We left our hotel after lunch and embarked on a three hour journey to a village church dedication. The journey was complete with bicycles, motorcycles, cars, buses, trucks, three-wheeled “autos,” cows, sheep, goats, chickens and pigs. (We had even seen a camel the day before). That is normal for India, but where the normalcy ended was when we turned off the main road.
We began to wind through the countryside, “jungle,” on a one-lane road. We began to notice cotton fields, being worked by the village people. Then we came upon an ox cart filled with bags of harvested cotton. When we arrived at the village it became abundantly obvious that we were the novelty. Word spread quickly that there were some white faces within view and people began to come by the vehicle and some were even brave enough to try out their sparse English with a brave “hello,” followed by laughter and antics. We slowly made our way through the narrow, crowded streets of this village of 3,000 people. Then on the outskirts of town we saw them. The people of the church, gathered for the dedication service.
For most of us, it would be a stretch to call this structure a building, let alone a church. In reality, it consisted of eight concrete pillars, some trees trimmed as supporting beams and several sheets of corrugated tin, completing the roof. The walls consisted of large pieces of fabric and the ground was covered by an assortment of woven grain bags and tarps for the people to set on. Now in India no church would be complete without a sound system, despite the fact that the enclosed area could not have been any bigger than 150 square feet. There was a green ribbon tied across the front opening of the structure, awaiting the arrival of the distinguished guests from the Berean Fellowship in the US. We were greeted warmly by the gathering of about 35 men, women, and children who had been waiting patiently for our late arrival. After Janet and I were honored to cut the ribbon, all proceeded proudly into the building and took their places on the floor, while we occupied the places of honor, an assortment of plastic chairs at the “front” of the church. Fresh flower were hung around our necks and coconut milk was served to us, straight from the coconut! This was a festive occasion for this small band of believers.
The Lord had impressed upon me that when I brought the dedication address it should be in story form, as undoubtedly many of these simple villagers would be illiterate. That was the case as only a few possessed Bibles. I chose as my text the familiar passage where Jesus tells the story of “three lost things,” in Luke 15; a lost sheep, a lost coin, a lost son. The people sat attentive and captured by the Word of God, communicated orally through a translator. Knowing looks and heads bobbing in agreement conveyed to me that the stories were part of their culture, communicating truths they were connecting with. As I sought to be animated and relevant with my illustrations I was observing three men that were standing some distance away, along the road. Obviously, they were not yet part of this fellowship, but would they be in the days ahead as the believers live out their faith?

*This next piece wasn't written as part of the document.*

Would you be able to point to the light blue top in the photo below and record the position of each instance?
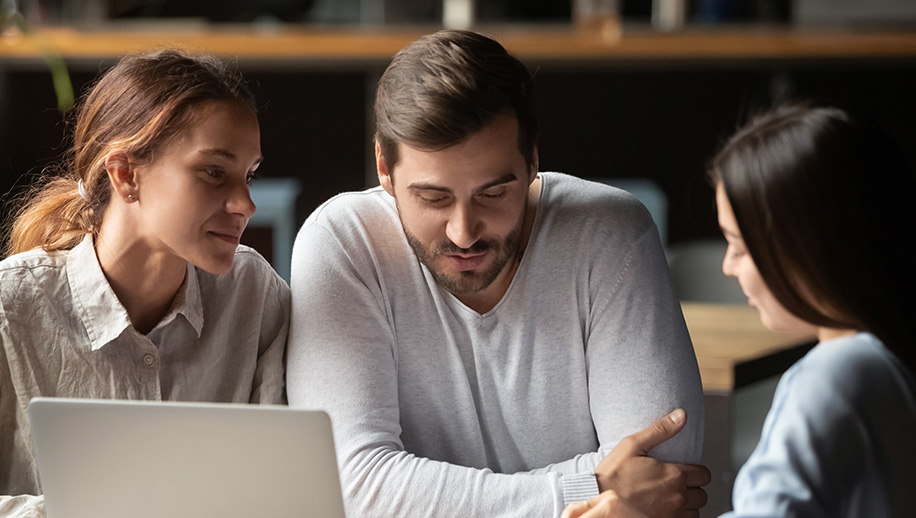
(838, 440)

Then it struck me. This is why we came. This made all the expense, inconvenience, heat and humidity, culture shock, and feelings of being overwhelmed worth it. As I looked into the faces of these simple, village people, and saw the beaming smile on the face of the young pastor whom we had honored by dedicating “the building,” my heart was moved. This is why Christ came, to seek and to save the lost. This is why Granny Brand endured decades of hardship to reach people just like these, nearly a century ago.

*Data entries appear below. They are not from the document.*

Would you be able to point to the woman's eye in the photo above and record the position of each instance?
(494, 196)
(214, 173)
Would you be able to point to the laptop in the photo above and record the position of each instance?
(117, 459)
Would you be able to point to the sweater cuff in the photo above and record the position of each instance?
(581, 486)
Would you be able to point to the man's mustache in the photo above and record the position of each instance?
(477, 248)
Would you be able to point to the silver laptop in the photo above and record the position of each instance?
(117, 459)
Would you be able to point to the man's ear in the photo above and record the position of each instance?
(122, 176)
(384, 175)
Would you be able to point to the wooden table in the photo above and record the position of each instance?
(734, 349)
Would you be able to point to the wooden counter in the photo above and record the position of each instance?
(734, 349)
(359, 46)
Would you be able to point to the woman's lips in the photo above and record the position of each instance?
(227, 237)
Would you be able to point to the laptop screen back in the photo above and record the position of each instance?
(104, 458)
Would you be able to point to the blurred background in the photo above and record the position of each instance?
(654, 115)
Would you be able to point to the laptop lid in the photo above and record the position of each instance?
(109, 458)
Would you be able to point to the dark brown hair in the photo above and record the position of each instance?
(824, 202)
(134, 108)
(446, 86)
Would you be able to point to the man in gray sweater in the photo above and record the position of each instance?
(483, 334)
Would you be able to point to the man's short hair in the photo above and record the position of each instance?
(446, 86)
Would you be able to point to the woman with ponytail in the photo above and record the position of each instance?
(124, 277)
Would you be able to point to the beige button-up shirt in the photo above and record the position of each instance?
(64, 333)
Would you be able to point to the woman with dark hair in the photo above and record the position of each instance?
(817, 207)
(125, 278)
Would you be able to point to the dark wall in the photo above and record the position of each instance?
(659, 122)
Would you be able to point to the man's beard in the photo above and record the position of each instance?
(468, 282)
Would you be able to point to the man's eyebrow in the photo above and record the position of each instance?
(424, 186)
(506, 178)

Some things have changed in the villages of India over the years. Some have electricity, cell phones, and indoor plumbing, but the need remains the same. Men who will brave the challenges of ridicule, prejudice, and threats. People who will pray and encourage those who go. People who will give.
For ten years now the Berean Fellowship has been invested in training and supporting men such as this, who in turn will go to the villages with the light of the gospel. This is my eighth trip to teach, preach and encourage. But all over again I remembered why we came. Why you gave. Why they go.